L'ANAC ricorda peraltro che, in tema di conflitto di interessi, già in precedenti delibere (come la n. 282 del 20 giugno 2023 e la n. 25 del 15 gennaio 2020, entrambe citate nella delibera in esame) era stata esclusa la situazione di conflitto in presenza di un mero rapporto di colleganza o conoscenza, nonché nel caso di rapporti tra componenti della commissione e candidato privi dei caratteri dell'assiduità e sistematicità.
Questo orientamento consolidato risponde all'esigenza di non paralizzare l'azione amministrativa con interpretazioni eccessivamente rigorose che, specie in contesti territoriali limitati o in settori altamente specializzati, renderebbero di fatto impossibile la composizione di commissioni giudicatrici adeguate.
Il tema delle commissioni giudicatrici nel più ampio contesto della riforma
La questione affrontata dall'ANAC si inserisce nel più ampio contesto della riforma del sistema degli appalti pubblici, caratterizzata da una tensione costante tra esigenze di semplificazione e accelerazione delle procedure, da un lato, e necessità di garantire trasparenza e imparzialità, dall'altro.
Il legislatore del nuovo Codice ha operato una scelta chiara nel senso della semplificazione, superando l'impostazione ipergarantista che aveva caratterizzato alcune parti del d.lgs. n. 50/2016, tra cui proprio la disciplina delle commissioni giudicatrici. È nota, ad esempio, la vicenda dell'Albo dei commissari di gara presso l'ANAC, previsto dall'art. 78 del vecchio Codice ma mai effettivamente entrato in funzione a causa delle numerose criticità applicative emerse.
La nuova disciplina sembra invece ispirarsi al principio del "trust and verify" (fiducia e verifica) tipico del mondo anglosassone: si concede maggiore fiducia e autonomia alle stazioni appaltanti, semplificando le regole procedurali, ma al contempo si mantengono robusti strumenti di verifica ex post, anche attraverso un sistema di responsabilità ben definito.
Conclusioni
La delibera n. 89/2025 segna un passo importante verso un'interpretazione più flessibile e pragmatica del nuovo Codice dei Contratti Pubblici, in linea con l'obiettivo di semplificazione perseguito dal legislatore.

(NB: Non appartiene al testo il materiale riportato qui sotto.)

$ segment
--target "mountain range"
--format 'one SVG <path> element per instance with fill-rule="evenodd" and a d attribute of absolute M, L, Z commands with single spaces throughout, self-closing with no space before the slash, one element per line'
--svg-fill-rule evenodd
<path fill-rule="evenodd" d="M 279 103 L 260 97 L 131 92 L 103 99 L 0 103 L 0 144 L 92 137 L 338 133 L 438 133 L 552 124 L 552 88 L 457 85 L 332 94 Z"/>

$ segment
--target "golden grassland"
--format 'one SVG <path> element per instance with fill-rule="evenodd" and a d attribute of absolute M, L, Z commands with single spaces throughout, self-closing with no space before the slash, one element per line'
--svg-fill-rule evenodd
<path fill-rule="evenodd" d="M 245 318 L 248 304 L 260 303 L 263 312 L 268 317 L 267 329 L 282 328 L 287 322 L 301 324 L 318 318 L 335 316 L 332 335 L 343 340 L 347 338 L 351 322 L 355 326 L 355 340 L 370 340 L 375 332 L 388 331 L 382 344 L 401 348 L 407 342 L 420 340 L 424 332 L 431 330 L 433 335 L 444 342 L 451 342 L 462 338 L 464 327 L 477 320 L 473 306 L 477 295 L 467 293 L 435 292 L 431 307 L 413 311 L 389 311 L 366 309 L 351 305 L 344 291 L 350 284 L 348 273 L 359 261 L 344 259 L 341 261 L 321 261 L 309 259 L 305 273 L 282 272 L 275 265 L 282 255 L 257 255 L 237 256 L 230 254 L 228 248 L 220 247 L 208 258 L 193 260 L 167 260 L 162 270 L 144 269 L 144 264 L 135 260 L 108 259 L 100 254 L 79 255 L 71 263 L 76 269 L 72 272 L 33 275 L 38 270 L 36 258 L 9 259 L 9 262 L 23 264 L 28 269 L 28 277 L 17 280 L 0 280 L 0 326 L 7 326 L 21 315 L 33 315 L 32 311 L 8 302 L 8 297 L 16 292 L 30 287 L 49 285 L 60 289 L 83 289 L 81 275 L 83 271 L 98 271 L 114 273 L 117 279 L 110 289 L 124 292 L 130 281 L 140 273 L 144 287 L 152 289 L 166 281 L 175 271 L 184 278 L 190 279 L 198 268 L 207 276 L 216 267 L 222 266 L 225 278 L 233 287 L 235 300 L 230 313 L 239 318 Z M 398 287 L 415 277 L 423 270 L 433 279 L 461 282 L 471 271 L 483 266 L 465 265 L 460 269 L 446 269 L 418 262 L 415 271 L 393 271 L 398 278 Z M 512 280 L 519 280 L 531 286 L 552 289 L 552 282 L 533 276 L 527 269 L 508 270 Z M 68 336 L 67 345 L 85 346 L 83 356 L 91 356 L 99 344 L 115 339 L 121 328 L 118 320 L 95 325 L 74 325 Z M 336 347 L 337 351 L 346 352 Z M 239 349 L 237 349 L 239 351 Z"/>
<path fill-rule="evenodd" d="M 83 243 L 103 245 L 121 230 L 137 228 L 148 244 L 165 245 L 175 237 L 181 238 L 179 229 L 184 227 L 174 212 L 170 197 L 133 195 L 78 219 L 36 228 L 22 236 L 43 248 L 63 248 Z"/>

Le stazioni appaltanti possono ora muoversi con maggiore sicurezza in un terreno che, fino a poco tempo fa, appariva incerto e insidioso, sapendo che la possibilità di nominare il RUP come presidente della commissione giudicatrice non è preclusa nemmeno negli appalti sopra soglia.
Al tempo stesso, la chiarezza sui criteri per valutare le situazioni di conflitto di interessi contribuisce a prevenire contenziosi fondati su mere supposizioni o congetture, concentrando l'attenzione sugli elementi concreti che potrebbero effettivamente compromettere l'imparzialità del procedimento.
Come spesso accade nel diritto amministrativo, la vera sfida consiste nel trovare il giusto equilibrio tra principi potenzialmente confliggenti: efficienza e imparzialità, semplificazione e trasparenza, autonomia decisionale e controllo. La delibera dell'ANAC, con il suo approccio pragmatico ma rigoroso, contribuisce significativamente a questo difficile esercizio di bilanciamento, offrendo alle stazioni appaltanti strumenti interpretativi utili per navigare le complesse acque degli appalti pubblici.